Friedrich Schiller an Heinrich Meyer.

Jena den 27 Jan. [Dienstag] 95.

Laßen Sie mich doch wißen, lieber Freund, ob sich entweder in Ihren Papieren oder in Ihrem Gedächtniß Vorrath genug findet, um nach und nach eine gewiße Reyhe von Mahlern die Critik paßiren zu laßen. Es wäre dann überaus vortheilhaft für das Publikum und für die Horen, wenn Sie diese Kunst Critik etwa unter dem gemeinschaftlichen Titel: Gemählde Gallerie in den Horen fortlaufen ließen. Einem sehr großen Theil der Leser, deren Urtheile über Kunstwerke noch so schwankend sind, und so oft irre geleitet werden, geschähe dadurch ein wichtiger Dienst, und uns würde ein solcher fortlaufender Artikel ungemein nützlich seyn. Wenn bey dergleichen Arbeiten nach einem gewißen Totale gestrebt wird, so erhält jedes einzelne dadurch einen größern Halt und Werth, und was, durch seine abgebrochne isolierte Erscheinung die Aufmerksamkeit nur flüchtig beschäftigt hätte, wird dann zu einer ernstlichen Angelegenheit des Lesens. Soviel ich über ihre Bemerkungen über Carrache urtheilen kann, so müssen sie demjenigen, der mit den Werken dieses Künstlers bekannt ist, viel zu denken geben.

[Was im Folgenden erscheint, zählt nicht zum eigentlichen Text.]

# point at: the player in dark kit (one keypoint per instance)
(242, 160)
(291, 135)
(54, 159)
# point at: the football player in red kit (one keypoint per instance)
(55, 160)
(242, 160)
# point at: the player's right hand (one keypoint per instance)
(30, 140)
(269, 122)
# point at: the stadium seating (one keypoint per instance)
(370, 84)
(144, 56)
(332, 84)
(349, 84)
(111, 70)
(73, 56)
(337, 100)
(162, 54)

Wenn Sie finden, daß etwas, meiner Idee ähnliches executiert werden könnte, so wollen wir uns dann über die Einkleidung selbst weiter besprechen.

Die beyden Köpfe ziehen mich äuserst; und in die Juno besonders will ich suchen mich hinein zu studieren. Wenn Sie dann einmal wieder hier sind, so helfen Sie mir das Verständniß darüber öfnen.

Weil Sie doch einmal zu der Horenfamilie gehören, so bin ich so frey, Ihnen ein kleines Geschäft dabey zu geben. Wir brauchen, der Posten wegen, ein unterscheidendes Siegel, welches der junge Künstler in Weimar stechen könnte. Wollen Sie so gütig seyn und ihn zu sich kommen laßen, um diese Sache mit ihm aesthetisch sowohl als merkantilisch abzumachen. Es bedarf übrigens keiner weitern Erfindung, denn da es eigentlich nur zum Behuf der Postsecretairs ist, so muß es ohne Sagacitaet zu verstehen seyn. Meine Idee ist, die drey Worte

Siegel
der
Horen

Mit lateinischer Schrift, in einen Kranz zu setzen. Uebrigens sey Ihnen alles überlassen, wenn nur der Nahme der Horen lesbar darauf angebracht ist. Bitten Sie ihn aber, die Sache bald zu machen. Das Ganze darf ohngefähr die Größe eines 8groschenstücks haben.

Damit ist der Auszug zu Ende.